“Il presidente della Puglia Michele Emiliano non può esimersi dal venire in audizione in commissione Antimafia. A breve infatti sarà stabilita una data per la sua convocazione”. È quanto riferiscono – lo riporta Ansa – alcuni componenti della commissione parlamentare antimafia in merito alla lettera inviata dal governatore della Puglia, in cui Emiliano ha spiegato alla commissione di non ritenere opportuna una sua convocazione in questo momento.

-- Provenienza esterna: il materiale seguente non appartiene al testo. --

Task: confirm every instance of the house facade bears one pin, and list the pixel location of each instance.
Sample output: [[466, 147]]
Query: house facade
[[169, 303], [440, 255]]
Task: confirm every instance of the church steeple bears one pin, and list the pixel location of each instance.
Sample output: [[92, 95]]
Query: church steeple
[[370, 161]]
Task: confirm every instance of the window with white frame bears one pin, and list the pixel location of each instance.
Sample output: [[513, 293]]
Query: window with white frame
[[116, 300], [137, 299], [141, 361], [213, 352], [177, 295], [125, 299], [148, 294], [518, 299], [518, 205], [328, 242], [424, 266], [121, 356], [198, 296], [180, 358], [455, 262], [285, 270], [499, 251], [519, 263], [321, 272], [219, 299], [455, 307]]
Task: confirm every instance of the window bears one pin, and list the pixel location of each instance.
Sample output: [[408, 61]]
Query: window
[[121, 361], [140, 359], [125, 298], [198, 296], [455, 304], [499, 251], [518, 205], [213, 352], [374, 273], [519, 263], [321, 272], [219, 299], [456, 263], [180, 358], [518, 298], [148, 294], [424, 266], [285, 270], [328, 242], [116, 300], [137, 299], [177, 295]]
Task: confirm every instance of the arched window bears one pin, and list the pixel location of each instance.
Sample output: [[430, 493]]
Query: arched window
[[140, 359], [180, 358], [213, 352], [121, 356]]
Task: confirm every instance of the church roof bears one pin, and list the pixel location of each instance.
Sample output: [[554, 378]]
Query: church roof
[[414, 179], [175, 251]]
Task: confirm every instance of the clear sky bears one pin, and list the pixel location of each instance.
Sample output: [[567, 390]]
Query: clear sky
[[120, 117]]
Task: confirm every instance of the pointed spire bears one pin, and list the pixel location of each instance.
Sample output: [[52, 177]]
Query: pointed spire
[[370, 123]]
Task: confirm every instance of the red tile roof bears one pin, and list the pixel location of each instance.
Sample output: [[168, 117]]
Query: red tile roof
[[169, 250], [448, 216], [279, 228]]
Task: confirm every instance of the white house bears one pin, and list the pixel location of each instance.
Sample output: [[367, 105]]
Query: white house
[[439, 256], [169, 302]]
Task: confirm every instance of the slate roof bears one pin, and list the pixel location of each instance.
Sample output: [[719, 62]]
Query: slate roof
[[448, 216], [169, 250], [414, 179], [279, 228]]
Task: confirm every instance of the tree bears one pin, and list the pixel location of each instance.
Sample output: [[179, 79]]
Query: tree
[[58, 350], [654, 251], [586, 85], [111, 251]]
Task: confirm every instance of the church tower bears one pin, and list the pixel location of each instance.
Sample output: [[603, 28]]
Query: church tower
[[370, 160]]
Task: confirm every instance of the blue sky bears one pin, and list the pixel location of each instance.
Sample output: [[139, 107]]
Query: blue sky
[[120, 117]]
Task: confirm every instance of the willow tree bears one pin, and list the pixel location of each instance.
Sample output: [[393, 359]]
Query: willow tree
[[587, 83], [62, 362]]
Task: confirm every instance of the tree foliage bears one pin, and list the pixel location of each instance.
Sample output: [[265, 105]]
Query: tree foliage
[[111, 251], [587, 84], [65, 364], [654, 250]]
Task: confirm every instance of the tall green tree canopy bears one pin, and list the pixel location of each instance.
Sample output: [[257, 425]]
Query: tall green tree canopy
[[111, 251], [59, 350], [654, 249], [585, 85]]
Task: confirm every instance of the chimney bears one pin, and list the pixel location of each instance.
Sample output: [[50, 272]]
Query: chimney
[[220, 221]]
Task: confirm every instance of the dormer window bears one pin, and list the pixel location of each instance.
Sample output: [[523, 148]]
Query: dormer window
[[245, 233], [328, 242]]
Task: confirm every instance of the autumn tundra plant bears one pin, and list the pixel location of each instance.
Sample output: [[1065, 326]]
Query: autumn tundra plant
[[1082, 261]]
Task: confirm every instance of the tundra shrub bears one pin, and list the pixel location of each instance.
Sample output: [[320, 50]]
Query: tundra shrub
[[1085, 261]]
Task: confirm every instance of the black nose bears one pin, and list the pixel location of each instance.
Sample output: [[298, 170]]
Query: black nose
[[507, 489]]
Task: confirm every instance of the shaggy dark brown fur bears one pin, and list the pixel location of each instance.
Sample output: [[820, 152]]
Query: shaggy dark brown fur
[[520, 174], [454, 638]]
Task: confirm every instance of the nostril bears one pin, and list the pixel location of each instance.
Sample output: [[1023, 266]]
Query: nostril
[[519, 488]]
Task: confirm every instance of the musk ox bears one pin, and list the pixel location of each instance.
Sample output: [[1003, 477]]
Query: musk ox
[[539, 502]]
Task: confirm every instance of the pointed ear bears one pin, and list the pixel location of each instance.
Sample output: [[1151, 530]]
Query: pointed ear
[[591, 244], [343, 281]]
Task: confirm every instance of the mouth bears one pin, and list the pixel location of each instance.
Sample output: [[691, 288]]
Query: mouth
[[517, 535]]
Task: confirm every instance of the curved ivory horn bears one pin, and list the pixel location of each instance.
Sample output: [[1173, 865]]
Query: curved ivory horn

Fonti romane chiarirebbero che “Emiliano non sia stato convocato in Commissione per questioni politiche – scrive l’agenzia Agi -, ma per questioni di polizia giudiziaria”. Anche se non ancora calendarizzata, in Commissione antimafia è stato convocato anche il procuratore della Dda di Bari, Roberto Rossi.
“Quello di Emiliano è un evidente gesto di debolezza. Se lui adombra eventuali gesti di strumentalizzazione politica si sbaglia. Noi conosciamo bene i limiti e i poteri dell’Antimafia e confermo da parte mia la richiesta di audizione del presidente della Puglia, affinché venga fatta chiarezza su alcune vicende”. Così la senatrice di Italia Viva e componente della commissione antimafia, Raffaella Paita, in merito alla lettera inviata dal governatore.